Question:
Does anyone foresee any problems (in particular, scheduling issues) with delaying the creation of a dask
array until execution time?
import dask.array as da
import numpy as np
def create_array(sz):
return da.arange(sz)
indices = da.from_array([2, 0, 5])
size = da.max(indices) + 1
kwargs = {'dtype': np.int32, 'meta': np.array(0)}
_2x_dlayd_array = size.map_blocks(create_array, **kwargs)
_2x_dlayd_array.compute().compute()
Premise:
There are often times (especially in sparse matrix settings) when one needs to create a dask
array whose shape/size is unknown at graph-construction time but will be determined later during execution time.
As at now, dask
does not directly allow the creation of arrays of delayed shape/size.
One could, of course, simply call compute()
to get the shape/size during graph-construction, but this is likely to be a computationally expensive and inconvenient approach that one would prefer to defer to the very end when it is more convenient to compute.

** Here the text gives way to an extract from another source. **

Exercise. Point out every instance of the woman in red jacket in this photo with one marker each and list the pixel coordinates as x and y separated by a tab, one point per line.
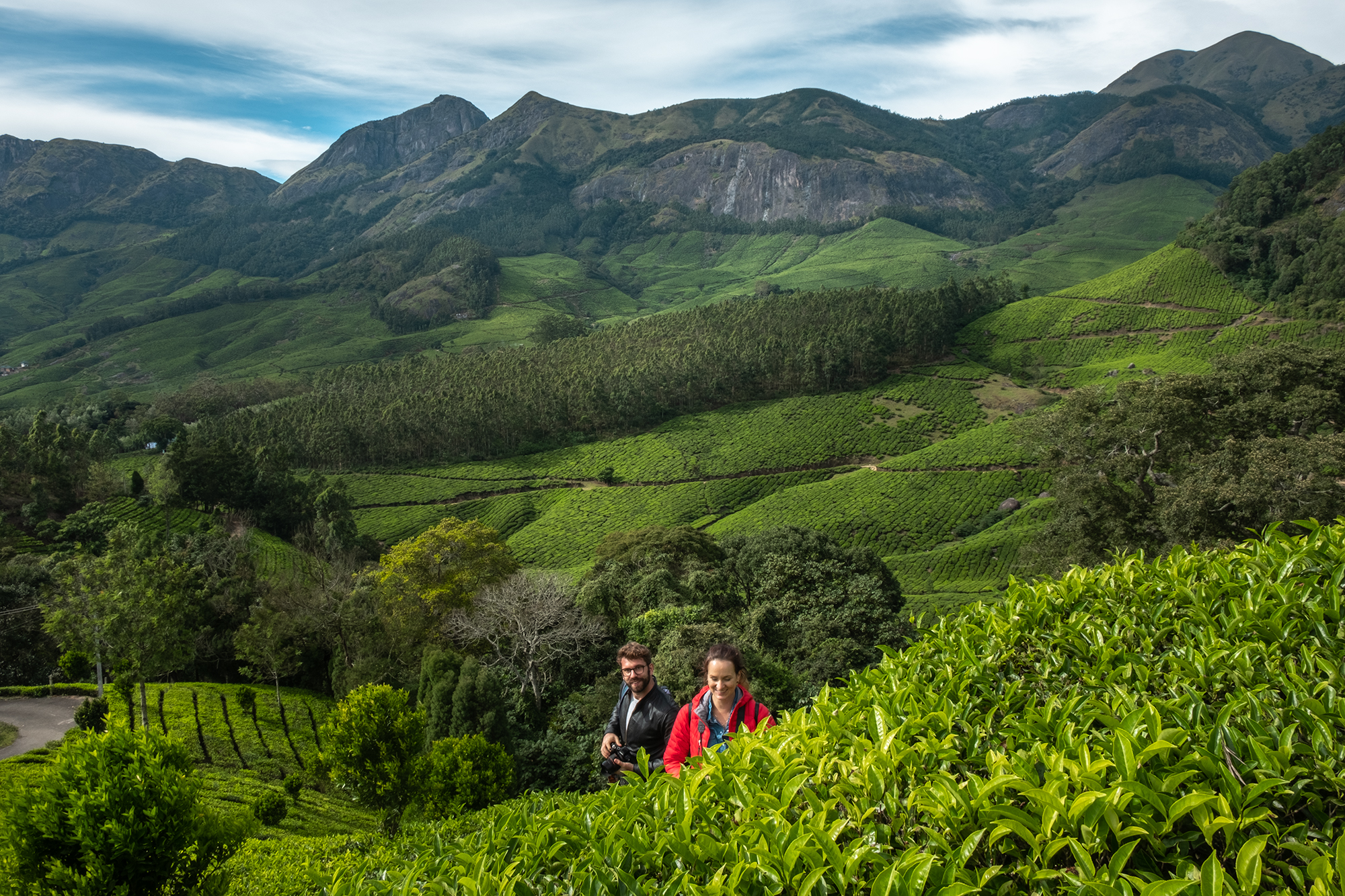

With the above example code-snippet this becomes possible.
Naturally, this complicates how one handles the “twice-delayed” array _2x_dlayd_array
, since every subsequent result derived from this oddity is also twice-delayed. For example:
from functools import partial
do_something_to = partial(da.outer, indices)
_2x_dlayd_array = da.map_blocks(do_something_to, _2x_dlayd_array, **kwargs)
_2x_dlayd_array.compute().compute()
Any ideas, cautionary notes, etc., would be greatly appreciated!